美しい毛に特徴的な顔のキンシコウは、古代中国の史官たちを魅了した(PHOTOGRAPH BY JOEL SARTORE, NATIONAL GEOGRAPHIC PHOTO ARK)

 中国の山岳地帯の深い森にすむシシバナザル。美しい毛並み、鮮やかな青色の顔に小さな鼻をもつキンシコウも、このシシバナザルの一種で、天空の秘境に暮らすサルとして紹介されることもある。先ごろ、霊長類学者たちは、中国の古代文献をひもとくなかで、かつては中国の広い範囲に分布していたシシバナザルが、時代とともに山奥へと徐々に追いやられていった様子が記録されていることを見つけた。

 シシバナサルに関する最古の記録は、紀元前3世紀に遡る。「爾雅(じが)」という中国の辞典に「おかしな鼻に長い尾の動物」と書かれている。この爾雅をはじめとする古い文献から、かつては中国の東部、中央部、南部の低地と高地に広く分布していたことがわかるが、その分布域は長い年月をかけて少しずつ縮小してきた。特に、西暦1700年前後に中国で人口の過密化が進むと、文献のなかのシシバナサルも、中国のごく限られた地域でしか見られなくなっていった。
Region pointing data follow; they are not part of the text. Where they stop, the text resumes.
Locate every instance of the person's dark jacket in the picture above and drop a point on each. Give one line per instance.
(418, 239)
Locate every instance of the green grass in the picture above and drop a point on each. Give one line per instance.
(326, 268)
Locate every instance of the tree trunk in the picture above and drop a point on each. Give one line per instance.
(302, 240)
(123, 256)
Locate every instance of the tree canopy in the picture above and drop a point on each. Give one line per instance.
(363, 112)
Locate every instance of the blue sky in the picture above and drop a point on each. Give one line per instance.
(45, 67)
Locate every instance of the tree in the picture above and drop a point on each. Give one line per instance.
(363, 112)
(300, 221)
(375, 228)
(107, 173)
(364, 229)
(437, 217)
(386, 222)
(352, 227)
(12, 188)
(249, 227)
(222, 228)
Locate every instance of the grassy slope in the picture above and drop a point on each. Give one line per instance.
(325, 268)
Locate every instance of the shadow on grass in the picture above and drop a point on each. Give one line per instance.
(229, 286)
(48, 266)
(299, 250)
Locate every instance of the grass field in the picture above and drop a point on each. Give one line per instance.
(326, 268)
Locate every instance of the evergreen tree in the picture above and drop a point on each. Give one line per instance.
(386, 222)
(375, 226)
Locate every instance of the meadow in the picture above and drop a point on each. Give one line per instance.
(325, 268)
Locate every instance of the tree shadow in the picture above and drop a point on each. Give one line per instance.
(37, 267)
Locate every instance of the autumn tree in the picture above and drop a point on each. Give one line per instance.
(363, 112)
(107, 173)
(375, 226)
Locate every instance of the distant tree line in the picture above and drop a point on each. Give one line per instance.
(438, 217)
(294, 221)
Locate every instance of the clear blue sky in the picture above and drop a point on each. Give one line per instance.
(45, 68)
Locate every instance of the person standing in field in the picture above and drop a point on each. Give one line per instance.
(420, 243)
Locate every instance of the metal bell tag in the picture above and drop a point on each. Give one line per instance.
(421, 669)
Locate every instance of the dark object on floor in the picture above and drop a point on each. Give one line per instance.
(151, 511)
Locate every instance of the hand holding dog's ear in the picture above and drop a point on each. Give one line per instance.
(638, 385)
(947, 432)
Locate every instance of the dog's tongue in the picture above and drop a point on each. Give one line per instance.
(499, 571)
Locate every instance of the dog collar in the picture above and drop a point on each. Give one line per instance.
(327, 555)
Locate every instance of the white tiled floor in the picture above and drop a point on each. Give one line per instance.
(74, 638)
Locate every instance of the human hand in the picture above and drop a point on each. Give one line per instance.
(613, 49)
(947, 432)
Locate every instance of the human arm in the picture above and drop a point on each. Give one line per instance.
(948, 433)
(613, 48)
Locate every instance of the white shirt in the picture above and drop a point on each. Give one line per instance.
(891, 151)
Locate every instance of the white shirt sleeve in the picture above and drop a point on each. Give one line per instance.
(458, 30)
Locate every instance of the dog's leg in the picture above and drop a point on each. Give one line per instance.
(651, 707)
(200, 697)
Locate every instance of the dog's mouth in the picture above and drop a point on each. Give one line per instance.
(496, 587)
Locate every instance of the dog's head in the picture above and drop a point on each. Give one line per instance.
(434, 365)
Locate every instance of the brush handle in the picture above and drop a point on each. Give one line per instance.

中国の文献に残る最古のシシバナサルの記述は、2200年前の「おかしな鼻に長い尾の動物」という文だった。(PHOTOGRAPH BY JED WEINGARTEN, NATIONAL GEOGRAPHIC CREATIVE)

 「時の経過とともに、分布域がどんどん狭まっています。中国東部、南東部、中央部では完全に姿を消してしまいました」と、米イリノイ大学の霊長類学者で論文共著者のポール・ガーバー氏は言う。

■あと50年で絶滅してしまう?

 現在、中国にいる4種のシシバナザルは、すべて西部と南西部の人里離れた山地に生息している。しかも、ここでさえ個体群の規模は小さく、脅威が迫っている。キシュウシシバナザルは、野生に800匹しか生存していない。